Strategies and Stakeholders
Beyond this is a perceived acceptance by procurement of being strung along by Client department and stakeholders. Not just in taking on additional tasks for these groups, but not being strong enough to push back when things clearly aren’t progressing.
This is not an open invitation to undermine stakeholder relationships or burn bridges. But make it clear that a single stakeholder’s requirements are not the only thing that a Procurement Officer is working on, let alone responsible for.
By having this bit of extra support for pushing back on project teams that are dragging their feet with important information or documents, and moving on to other projects that are set to go. Send someone to the back of the queue when they’re not ready more than once and they’ll get the message.
Finally, it’s worth considering how procurement chooses to set itself up strategically. Strategic structuring such as Category Management or embedding in project teams all have their pros and cons (enough for another article entirely). But stick too rigidly to any structure and it can cause issues.
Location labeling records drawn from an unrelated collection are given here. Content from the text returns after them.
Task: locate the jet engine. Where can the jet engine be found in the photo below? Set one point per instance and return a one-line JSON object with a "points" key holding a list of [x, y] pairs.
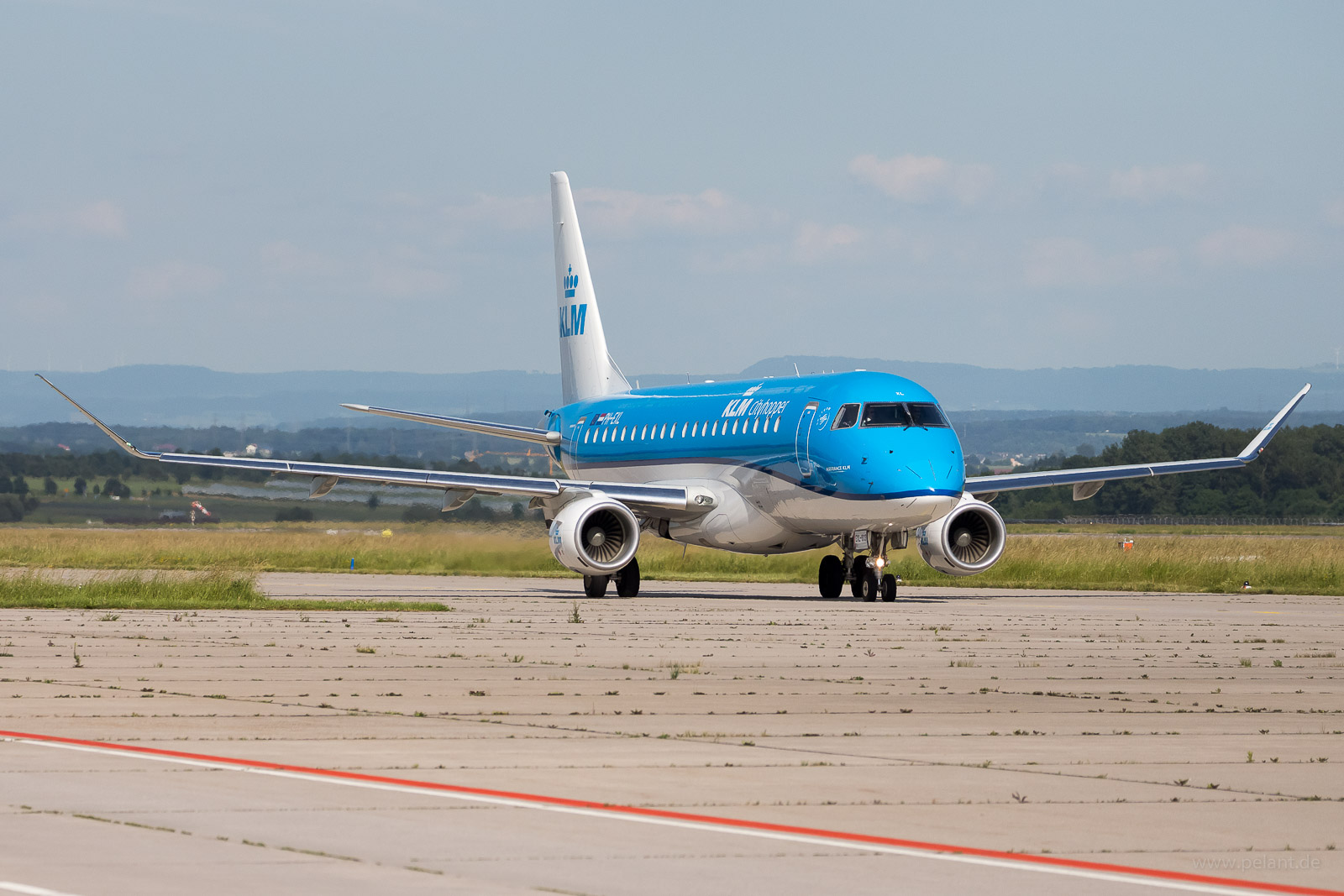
{"points": [[968, 540], [595, 535]]}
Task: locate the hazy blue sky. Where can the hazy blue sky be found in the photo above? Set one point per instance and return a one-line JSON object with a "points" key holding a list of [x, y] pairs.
{"points": [[296, 186]]}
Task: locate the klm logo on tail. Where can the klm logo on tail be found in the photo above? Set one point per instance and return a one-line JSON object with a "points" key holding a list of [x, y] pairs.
{"points": [[571, 317]]}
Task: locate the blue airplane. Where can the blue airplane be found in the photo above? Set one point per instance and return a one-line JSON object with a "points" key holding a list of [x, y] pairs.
{"points": [[859, 459]]}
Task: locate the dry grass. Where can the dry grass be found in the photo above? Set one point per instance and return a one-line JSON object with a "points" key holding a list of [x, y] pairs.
{"points": [[1158, 562]]}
From imbalances in work levels across a department, to pigeon-holing your team members into one area or commodity, they’re all things that need to be considered on an on-going basis, not just once every 2-3 years.
Adapt and Survive
Not to get too Darwinian, but if procurement continues down some of these paths, it’s not too much of a stretch to say that we could see the profession as we know it cease to be. Market environments, technology and even organisations continue to grow and adapt organically. So why does procurement keep tripping itself up with rigid structures and tying itself up in bureaucracy and red tape?
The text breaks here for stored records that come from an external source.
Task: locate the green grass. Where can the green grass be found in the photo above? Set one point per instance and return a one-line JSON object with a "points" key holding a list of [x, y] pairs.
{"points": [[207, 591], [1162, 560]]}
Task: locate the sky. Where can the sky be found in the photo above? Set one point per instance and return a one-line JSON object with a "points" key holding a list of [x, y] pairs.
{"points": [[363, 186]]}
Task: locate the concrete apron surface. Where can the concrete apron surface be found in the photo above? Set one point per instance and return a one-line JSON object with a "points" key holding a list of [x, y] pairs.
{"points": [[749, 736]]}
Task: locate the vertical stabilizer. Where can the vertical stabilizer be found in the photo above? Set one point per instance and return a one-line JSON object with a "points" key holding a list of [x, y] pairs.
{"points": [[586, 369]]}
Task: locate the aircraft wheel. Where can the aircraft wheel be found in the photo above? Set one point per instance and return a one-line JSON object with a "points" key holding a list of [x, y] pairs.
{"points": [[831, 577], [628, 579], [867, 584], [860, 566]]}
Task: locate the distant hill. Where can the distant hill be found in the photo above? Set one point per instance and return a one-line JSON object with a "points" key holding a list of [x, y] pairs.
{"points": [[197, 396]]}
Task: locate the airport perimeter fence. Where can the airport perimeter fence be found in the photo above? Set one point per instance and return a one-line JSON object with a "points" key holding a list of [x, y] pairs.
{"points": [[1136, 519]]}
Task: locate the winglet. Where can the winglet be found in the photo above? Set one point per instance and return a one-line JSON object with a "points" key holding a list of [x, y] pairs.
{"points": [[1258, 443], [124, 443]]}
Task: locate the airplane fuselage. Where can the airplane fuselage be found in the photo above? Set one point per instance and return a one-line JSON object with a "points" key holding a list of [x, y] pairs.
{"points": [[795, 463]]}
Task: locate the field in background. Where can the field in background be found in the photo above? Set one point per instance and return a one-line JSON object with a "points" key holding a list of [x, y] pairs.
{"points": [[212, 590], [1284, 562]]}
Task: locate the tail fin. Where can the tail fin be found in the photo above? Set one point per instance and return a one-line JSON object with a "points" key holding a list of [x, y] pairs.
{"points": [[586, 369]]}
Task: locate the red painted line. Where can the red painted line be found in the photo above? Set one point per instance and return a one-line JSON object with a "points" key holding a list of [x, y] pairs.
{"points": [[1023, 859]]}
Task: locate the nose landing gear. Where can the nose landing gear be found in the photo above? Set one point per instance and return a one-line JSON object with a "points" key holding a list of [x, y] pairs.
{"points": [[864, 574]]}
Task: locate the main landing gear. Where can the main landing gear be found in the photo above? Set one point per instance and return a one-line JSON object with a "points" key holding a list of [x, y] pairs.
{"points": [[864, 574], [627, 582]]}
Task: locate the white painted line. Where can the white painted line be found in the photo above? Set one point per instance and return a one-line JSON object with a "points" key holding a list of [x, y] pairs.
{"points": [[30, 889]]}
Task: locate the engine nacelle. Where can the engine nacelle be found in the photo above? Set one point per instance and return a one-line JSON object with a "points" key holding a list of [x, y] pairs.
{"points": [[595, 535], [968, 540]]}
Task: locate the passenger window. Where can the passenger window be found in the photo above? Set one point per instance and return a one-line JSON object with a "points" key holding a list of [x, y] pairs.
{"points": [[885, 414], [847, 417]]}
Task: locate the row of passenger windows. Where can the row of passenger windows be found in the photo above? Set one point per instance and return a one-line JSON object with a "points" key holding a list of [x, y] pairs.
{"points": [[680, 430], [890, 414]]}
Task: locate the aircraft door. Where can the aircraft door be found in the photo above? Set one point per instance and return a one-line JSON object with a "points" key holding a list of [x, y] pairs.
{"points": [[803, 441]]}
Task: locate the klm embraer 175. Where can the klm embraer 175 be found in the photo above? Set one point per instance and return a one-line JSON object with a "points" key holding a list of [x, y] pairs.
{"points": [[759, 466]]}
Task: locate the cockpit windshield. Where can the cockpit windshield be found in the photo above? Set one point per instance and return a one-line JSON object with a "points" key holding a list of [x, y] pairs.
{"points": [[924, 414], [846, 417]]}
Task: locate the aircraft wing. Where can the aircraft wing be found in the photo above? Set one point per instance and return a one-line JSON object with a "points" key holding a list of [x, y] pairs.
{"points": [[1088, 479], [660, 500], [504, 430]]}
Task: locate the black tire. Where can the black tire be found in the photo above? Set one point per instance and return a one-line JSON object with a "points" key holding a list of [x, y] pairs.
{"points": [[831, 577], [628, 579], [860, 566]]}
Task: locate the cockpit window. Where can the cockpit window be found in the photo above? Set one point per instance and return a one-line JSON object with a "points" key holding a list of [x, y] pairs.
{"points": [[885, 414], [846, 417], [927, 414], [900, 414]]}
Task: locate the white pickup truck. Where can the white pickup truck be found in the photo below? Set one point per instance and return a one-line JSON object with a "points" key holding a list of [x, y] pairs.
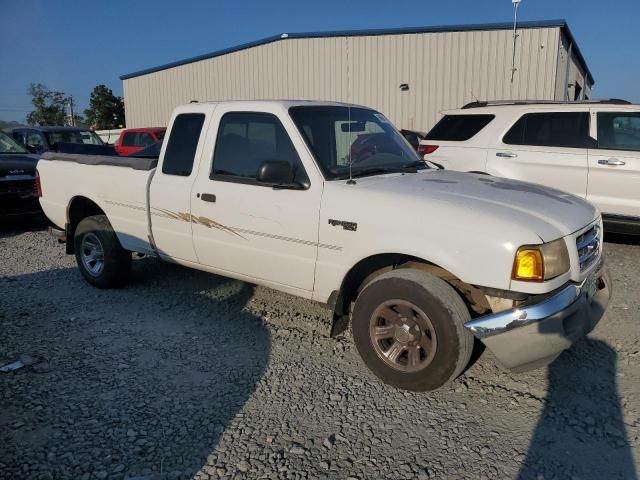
{"points": [[327, 201]]}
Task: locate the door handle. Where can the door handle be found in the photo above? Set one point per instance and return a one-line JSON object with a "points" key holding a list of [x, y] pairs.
{"points": [[612, 161]]}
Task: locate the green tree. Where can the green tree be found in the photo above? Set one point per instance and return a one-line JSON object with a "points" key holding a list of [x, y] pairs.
{"points": [[49, 106], [105, 110]]}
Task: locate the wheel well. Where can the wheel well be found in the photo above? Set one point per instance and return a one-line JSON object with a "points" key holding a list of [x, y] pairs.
{"points": [[79, 208], [369, 268]]}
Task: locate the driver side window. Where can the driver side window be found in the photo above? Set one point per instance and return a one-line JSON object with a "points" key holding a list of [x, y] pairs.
{"points": [[246, 140]]}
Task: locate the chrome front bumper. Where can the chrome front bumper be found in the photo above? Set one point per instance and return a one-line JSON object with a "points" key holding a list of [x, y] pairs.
{"points": [[534, 335]]}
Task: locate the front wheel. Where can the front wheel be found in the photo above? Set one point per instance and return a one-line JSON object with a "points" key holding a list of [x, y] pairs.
{"points": [[100, 257], [408, 327]]}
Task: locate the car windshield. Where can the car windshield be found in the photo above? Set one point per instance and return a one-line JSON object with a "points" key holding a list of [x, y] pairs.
{"points": [[345, 138], [8, 145], [74, 136]]}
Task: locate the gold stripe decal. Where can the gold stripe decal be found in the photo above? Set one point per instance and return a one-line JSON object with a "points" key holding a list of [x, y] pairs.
{"points": [[207, 222]]}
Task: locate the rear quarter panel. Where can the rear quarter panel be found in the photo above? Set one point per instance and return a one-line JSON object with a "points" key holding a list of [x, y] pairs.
{"points": [[119, 191]]}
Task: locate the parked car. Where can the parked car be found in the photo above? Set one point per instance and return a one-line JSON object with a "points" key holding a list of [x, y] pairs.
{"points": [[419, 260], [17, 179], [152, 151], [590, 149], [132, 140], [61, 139], [413, 137]]}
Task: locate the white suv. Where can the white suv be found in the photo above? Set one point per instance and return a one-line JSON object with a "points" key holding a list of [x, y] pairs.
{"points": [[590, 149]]}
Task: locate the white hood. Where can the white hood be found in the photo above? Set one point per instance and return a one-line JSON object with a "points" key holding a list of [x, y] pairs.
{"points": [[548, 212]]}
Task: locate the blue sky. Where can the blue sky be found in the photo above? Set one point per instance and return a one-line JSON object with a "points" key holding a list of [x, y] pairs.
{"points": [[74, 45]]}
While I don’t advocate a ‘free-for-all’ approach to procurement, or believe that fully unstructured departments can work effectively all the time, there are changes that could be made to aid the survival of procurement in the long term.
As a hero of mine once said, “If you’re not part of the solution, you’re part of the problem. Quit being part of the problem.”
Let’s stop ignoring the elephant in the room and take a long, hard look at ourselves. Procurement has enough challenges to contend with without adding more on itself. It’s where platforms such as Procurious are such a valuable tool. By talking our problems out, we can find collective solutions to the benefit of everyone. I, for one, am trying to do better and I’d love to work with you all to do more.